If that doesn't work, I suggest other avenues. Don't let them get away with this type of crap. If what you are saying is true to fact, this really needs to be addressed properly because you are a patron of their service. Obviously you are in Van so you may be able to report them to the Better Business Bureau (check first to make sure you can before you warn them that you intend to do so)

Blanche is stupidly expensive. You are already paying way too much for your education. It's worth your while to up the anti on this one.

HTH - sorry to hear they are being such arses!


----------



## xstephax (Apr 20, 2006)

it clearly states in the course hand out for airbrushing that if you miss 3 days or are late 3 times you automatically fail. fair enough because airbrushing is a very short course and there is a lot of material to cover. if i had missed 3 days then i wouldn't and couldn't really have a problem with being kicked out of the course. 

i was sick and it caused me to miss the 2 days. i told both my teacher and director this. and apparently it doesn't matter. another girl missed 2 days of this course and she got kicked out as well. it just so happens that she was able to enroll in the new class starting on the 25th but i can't (and i tried) because it's full. i know my teacher did state that he wanted me to be fully prepared for the final exam next week so he told me i was going to start in the new course and all i had to do was enroll. i went to my director and tried to enroll but again - it was full.

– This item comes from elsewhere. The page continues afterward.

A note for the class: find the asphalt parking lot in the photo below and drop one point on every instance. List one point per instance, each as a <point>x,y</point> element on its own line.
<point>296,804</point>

part of me doesn't care. because i'm so fed up with some of the people who are in this school and i feel like it's such a waste of money. but part of me does care. because i paid a lot to take this program and whether or not i need my licence, i want it. but if i have to do without it i will. i'm looking into trying to get into another airbrushing course. but it's hard. and i think i'll check into the bbb to see what i can do. although since i wasn't allowed to attend class today i've technically now missed 3 days. 

but don't get me wrong. it's an amazing school. with amazing people. but there are some not so amazing people and policies too.


----------



## Wattage (Apr 20, 2006)

Sorry to hear about the accident. I really don't know what else to say. I wish you the best of luck, though.

I know this might not help, but I always try to keep in mind that everything happens for a reason. Maybe this is happening for a reason you aren't aware of right now... even though it doesn't seem fair - it could point you in a whole new direction.

Try to stay optimistic


----------



## xstephax (Apr 20, 2006)

very true. thank you.

although i'm not so upset about the whole thing. it's frustrating but i'll deal. i'm just worried about finding work in chicago if i don't have a licence.


----------



## bellamia (Apr 20, 2006)

You only missed 2 days not 3, the third day is not your fault, its their for not letting you attend the class. You attempted to with no luck do to  the school. By law if it is stated the school must follow it. Pursue the issue its your money and time do not settle for anything less or tolerate it. My school tried to pull some bull crap like that with a classmate of mine. She called her lawyer while she was in the office of the school boy! you had to see how fast they fixed the situation. Her lawyer said to make a claim to the Better Business Bureau. That school did a whole 180 to fix her situation.


----------



## xstephax (Apr 21, 2006)

i plan on talking to my director about everything when i go back to school next friday. hopefully i can figure something out.

so does nobody know if you need a licence to work in illinois or not? or can somebody direct me to a website where i could find out?


----------



## bellamia (Apr 24, 2006)

Try doing a search ex. "requirements for cosmetology license in illnoise" or something like that. Thats what I did for New York. Hope that helps


----------



## Throwaway Style (Apr 29, 2006)

Good luck with the school stuff. 
So many schools (make-up and non make-up) can be such asses about attendence, and sometimes it does make sense but other times it's completely ridiculous, like the missing two days when they say it's three and getting kicked out of that class or whatever.  

I hope you find the stuff on if you need a license in Illinois, I've been meaning to check that out. haha.


----------



## xstephax (Apr 29, 2006)

thanks for all the help and suggestions. i plan to try to look for websites this weekend that can help me find out the requirements of being a ma in illinois.

and on a semi good note i almost got into the airbrushing course that started on the 25th. 

and on another note, spending $500 in less then an hour for school supplies feels really weird.


----------



## hotti82 (May 2, 2006)

I wouldn't worry too much about your license. To work at a counter, the store itself hires you, and most department stores don't require licensing for their employees.  I can't say for certain about freestanding stores, but one of my girls from Robson has NEVER had any formal training, and she's outstanding! 

It sucks about your classes though; and I agree, Blanche is all about the name and the hype; but fight for yourself; you spent the money, it would be a real shame to see it go down the drain.  Good luck, keep us posted!


----------



## galvanizer (May 2, 2006)

Just to clarify, you don't get a license.  You get a diploma.
Only estheticians get a licence.  Makeup Artists aren't "licensed".
(I took the exact same course a couple years ago).

Still, I'd appeal to the board.  If you were never late and only missed 2 classes, show them *their* written terms.  It doesn't seem fair...


----------



## xstephax (May 2, 2006)

thank you for the clarification


----------